The film is meant to be a drama, as evidenced by the swelling music and all the tears shed by the main characters. But in the screening I attended, the audience was more prone to laughter. It's quite understandable, since the film is ridiculous. The story quickly separates itself from reality as it hurls headlong into the heightened emotions of soap operas. Infidelity is a mature subject, one that requires a sense of nuance to portray properly. This film's only compulsion is to build to ridiculous melodramatic moments that forego any sense of complexity in the characters. The entire point of the picture appears to be the delivery of a bunch of utterly insane lines of dialogue, ones that reference Quiapo and Magkaribal. Meanwhile, whole chunks of plot are dropped from the film. What about Ram’s relationship with his father, or Charmaine’s father? What about Ram’s lolo, who had a stroke?
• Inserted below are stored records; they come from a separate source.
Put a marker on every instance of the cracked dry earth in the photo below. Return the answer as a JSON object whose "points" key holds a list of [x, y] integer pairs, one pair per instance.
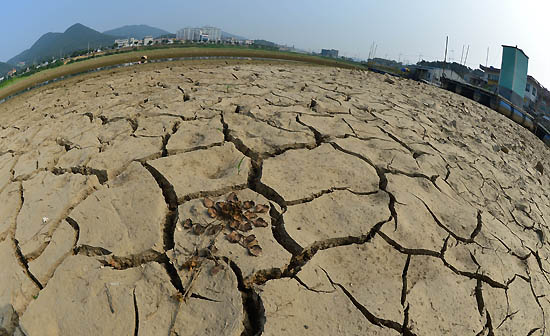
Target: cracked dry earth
{"points": [[393, 207]]}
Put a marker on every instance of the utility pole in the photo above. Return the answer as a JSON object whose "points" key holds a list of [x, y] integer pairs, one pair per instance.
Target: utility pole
{"points": [[445, 59], [467, 52]]}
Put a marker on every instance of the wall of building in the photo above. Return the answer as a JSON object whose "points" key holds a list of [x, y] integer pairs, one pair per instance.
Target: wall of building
{"points": [[513, 75]]}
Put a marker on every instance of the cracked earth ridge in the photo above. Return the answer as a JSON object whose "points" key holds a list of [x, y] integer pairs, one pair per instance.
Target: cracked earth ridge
{"points": [[394, 208]]}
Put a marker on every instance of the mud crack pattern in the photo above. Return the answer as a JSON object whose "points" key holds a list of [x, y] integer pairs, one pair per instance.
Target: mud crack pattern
{"points": [[394, 207]]}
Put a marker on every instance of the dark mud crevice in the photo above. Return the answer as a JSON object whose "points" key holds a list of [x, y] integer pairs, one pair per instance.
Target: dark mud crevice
{"points": [[298, 261], [136, 315], [479, 297], [254, 311], [383, 323], [172, 273], [382, 179], [91, 251], [281, 235], [211, 193], [23, 262], [171, 200], [86, 171], [76, 228], [313, 197], [319, 138], [408, 251], [404, 281]]}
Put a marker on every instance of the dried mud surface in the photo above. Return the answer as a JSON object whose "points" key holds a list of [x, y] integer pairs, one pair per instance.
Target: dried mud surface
{"points": [[347, 203]]}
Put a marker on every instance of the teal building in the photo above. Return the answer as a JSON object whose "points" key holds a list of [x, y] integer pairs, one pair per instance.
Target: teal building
{"points": [[513, 74]]}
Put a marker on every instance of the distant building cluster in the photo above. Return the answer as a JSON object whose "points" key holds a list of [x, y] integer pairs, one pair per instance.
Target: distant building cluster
{"points": [[204, 34], [511, 80], [329, 53], [133, 42]]}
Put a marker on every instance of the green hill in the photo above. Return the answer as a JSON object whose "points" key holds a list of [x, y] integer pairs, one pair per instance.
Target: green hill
{"points": [[137, 31], [4, 68], [54, 45]]}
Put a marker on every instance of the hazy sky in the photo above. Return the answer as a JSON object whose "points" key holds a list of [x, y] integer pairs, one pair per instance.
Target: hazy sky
{"points": [[403, 29]]}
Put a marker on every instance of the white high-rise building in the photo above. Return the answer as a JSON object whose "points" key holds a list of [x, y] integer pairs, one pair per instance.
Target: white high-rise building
{"points": [[206, 34]]}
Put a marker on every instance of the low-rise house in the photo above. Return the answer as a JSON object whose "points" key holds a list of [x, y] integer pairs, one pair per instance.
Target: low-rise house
{"points": [[492, 75], [147, 40], [122, 43]]}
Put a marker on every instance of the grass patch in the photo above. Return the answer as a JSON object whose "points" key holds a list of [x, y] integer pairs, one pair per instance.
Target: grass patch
{"points": [[21, 83]]}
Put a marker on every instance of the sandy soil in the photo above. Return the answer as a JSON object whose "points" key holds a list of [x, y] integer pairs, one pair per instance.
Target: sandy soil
{"points": [[215, 198]]}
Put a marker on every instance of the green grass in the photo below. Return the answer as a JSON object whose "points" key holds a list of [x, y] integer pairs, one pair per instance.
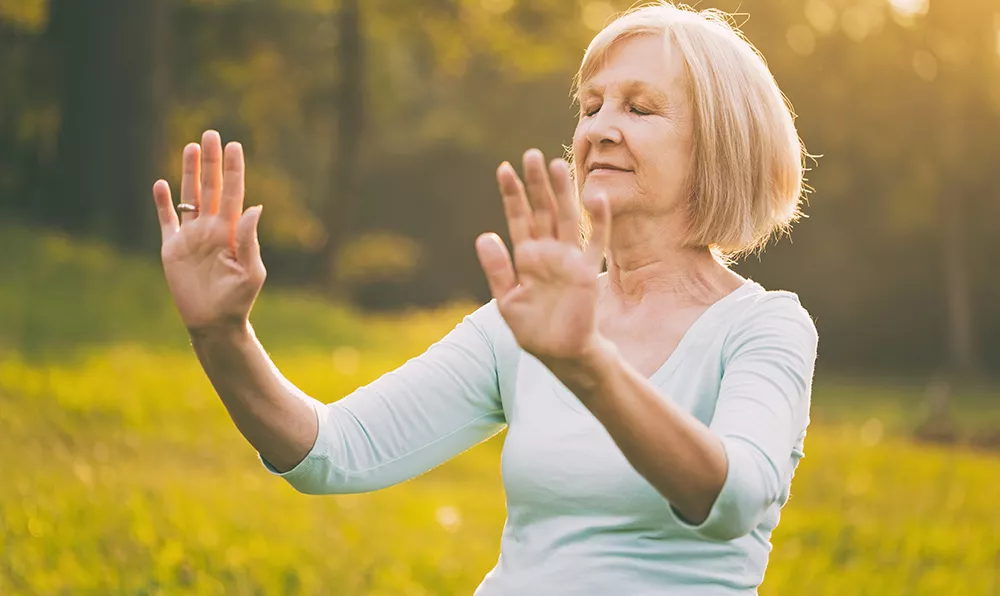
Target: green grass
{"points": [[122, 473]]}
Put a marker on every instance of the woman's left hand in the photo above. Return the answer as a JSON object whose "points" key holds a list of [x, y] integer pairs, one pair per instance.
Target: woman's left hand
{"points": [[548, 295]]}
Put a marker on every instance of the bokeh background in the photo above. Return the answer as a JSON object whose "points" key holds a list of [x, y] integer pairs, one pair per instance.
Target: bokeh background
{"points": [[372, 130]]}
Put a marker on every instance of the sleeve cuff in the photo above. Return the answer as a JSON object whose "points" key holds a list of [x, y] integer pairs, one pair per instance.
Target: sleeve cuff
{"points": [[736, 510], [303, 475]]}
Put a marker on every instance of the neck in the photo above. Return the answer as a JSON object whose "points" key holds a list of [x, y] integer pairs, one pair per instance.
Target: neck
{"points": [[645, 259]]}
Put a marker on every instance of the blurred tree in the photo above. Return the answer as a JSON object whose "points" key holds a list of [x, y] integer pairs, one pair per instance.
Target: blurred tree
{"points": [[113, 93], [339, 213]]}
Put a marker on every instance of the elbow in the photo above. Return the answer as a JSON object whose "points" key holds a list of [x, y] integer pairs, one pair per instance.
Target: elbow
{"points": [[750, 488]]}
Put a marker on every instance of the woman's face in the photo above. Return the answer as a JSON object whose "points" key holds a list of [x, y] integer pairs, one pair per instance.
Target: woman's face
{"points": [[633, 141]]}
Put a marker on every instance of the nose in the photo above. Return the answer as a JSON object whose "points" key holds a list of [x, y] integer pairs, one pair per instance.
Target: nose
{"points": [[604, 127]]}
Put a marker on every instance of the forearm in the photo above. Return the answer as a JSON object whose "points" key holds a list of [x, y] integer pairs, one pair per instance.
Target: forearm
{"points": [[271, 413], [674, 451]]}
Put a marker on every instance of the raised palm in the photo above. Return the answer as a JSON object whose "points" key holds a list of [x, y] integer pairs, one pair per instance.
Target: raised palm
{"points": [[211, 258], [548, 294]]}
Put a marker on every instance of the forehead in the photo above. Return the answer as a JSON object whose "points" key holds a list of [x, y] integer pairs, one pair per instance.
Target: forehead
{"points": [[649, 60]]}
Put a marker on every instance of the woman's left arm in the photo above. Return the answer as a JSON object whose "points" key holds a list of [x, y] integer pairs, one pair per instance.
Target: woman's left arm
{"points": [[719, 479]]}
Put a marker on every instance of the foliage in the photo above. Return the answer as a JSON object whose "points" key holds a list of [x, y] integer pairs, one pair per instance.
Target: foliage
{"points": [[124, 475]]}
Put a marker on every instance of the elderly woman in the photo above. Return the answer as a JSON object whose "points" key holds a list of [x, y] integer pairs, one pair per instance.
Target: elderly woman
{"points": [[655, 412]]}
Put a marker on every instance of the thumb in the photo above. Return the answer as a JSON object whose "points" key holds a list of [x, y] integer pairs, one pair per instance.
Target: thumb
{"points": [[600, 235], [247, 243]]}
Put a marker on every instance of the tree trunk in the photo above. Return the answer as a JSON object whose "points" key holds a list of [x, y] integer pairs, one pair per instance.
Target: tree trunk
{"points": [[961, 345], [113, 85], [340, 211]]}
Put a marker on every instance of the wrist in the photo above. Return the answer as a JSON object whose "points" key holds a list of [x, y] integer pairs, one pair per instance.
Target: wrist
{"points": [[588, 372], [222, 332]]}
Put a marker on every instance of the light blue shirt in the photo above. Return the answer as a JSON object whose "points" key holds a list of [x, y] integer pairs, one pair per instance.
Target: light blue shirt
{"points": [[580, 519]]}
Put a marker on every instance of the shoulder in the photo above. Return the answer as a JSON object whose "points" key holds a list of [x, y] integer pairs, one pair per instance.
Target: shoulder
{"points": [[774, 317]]}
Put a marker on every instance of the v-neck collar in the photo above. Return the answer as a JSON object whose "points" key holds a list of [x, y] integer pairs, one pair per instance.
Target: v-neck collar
{"points": [[697, 331]]}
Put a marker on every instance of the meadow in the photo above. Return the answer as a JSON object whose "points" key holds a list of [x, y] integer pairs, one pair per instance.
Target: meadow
{"points": [[120, 472]]}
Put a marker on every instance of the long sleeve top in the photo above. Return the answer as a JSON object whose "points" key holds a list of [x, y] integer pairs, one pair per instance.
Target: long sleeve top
{"points": [[580, 519]]}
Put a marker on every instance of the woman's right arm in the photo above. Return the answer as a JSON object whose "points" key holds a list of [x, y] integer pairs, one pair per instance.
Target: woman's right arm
{"points": [[406, 422]]}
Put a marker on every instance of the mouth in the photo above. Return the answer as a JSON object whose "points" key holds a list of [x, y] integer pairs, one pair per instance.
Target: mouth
{"points": [[605, 168]]}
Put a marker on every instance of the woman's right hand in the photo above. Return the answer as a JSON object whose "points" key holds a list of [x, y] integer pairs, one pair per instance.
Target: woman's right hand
{"points": [[211, 257]]}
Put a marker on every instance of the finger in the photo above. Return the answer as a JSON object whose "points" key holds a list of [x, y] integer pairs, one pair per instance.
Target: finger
{"points": [[495, 261], [515, 204], [600, 215], [231, 204], [567, 204], [247, 240], [165, 210], [543, 203], [191, 180], [211, 172]]}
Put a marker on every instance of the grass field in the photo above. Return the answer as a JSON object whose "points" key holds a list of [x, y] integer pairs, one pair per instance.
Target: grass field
{"points": [[122, 474]]}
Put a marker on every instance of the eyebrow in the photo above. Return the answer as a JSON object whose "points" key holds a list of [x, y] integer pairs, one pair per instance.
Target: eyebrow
{"points": [[630, 87]]}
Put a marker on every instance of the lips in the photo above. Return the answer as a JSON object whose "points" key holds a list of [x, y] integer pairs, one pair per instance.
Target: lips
{"points": [[600, 166]]}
It's hard to tell what the stakes are. Is Ram's marriage with Charmaine really all that great? Are Ram and Kara really in love? The film doesn't really get into the psychology of the affair, and mostly makes it about two women fighting over some guy. All of the conflict is externalized, the film finding no interest in the internal struggles of the characters. They're all too happy to be terrible people to each other, lacking the sense of humanity that tends to make characters relatable. Ram and Kara might be more interesting characters if at some point in their affair, they actually think about what they’re doing. The film offers no conflict in their scenes, playing it out like a standard romance.
It's extra weird because the film ends up being a bit of morality tale, having Kara prostrate herself to Charmaine in an act of abject contrition near the end. Despite all the harm done, the film wraps everything up in a nice little package, with everyone forgiving everyone else. It's truly ugly, and it pretty much ignores everything that happened in the last ninety minutes. The performances are largely unremarkable. Anne Curtis doesn't really seem to have it in her to be a vamp. The act is all too apparent. Cristine Reyes fares far better in that department, exuding malice in her big bright eyes. Derek Ramsey mostly stands around.
No Other Woman might someday be a camp classic. It's clumsy pop culture references and knack for over-the-top confrontations might have people fondly remembering it for years to come. Irony is its only cachet, the film too utterly insane to ever take seriously. The tears flow on screen, and the music swells to a dramatic crescendo, but even with all that prodding, laughter is the only proper response. In the end, even the movie has to admit that none of it really mattered, and all the supposed pain that the characters went through may as well be forgotten.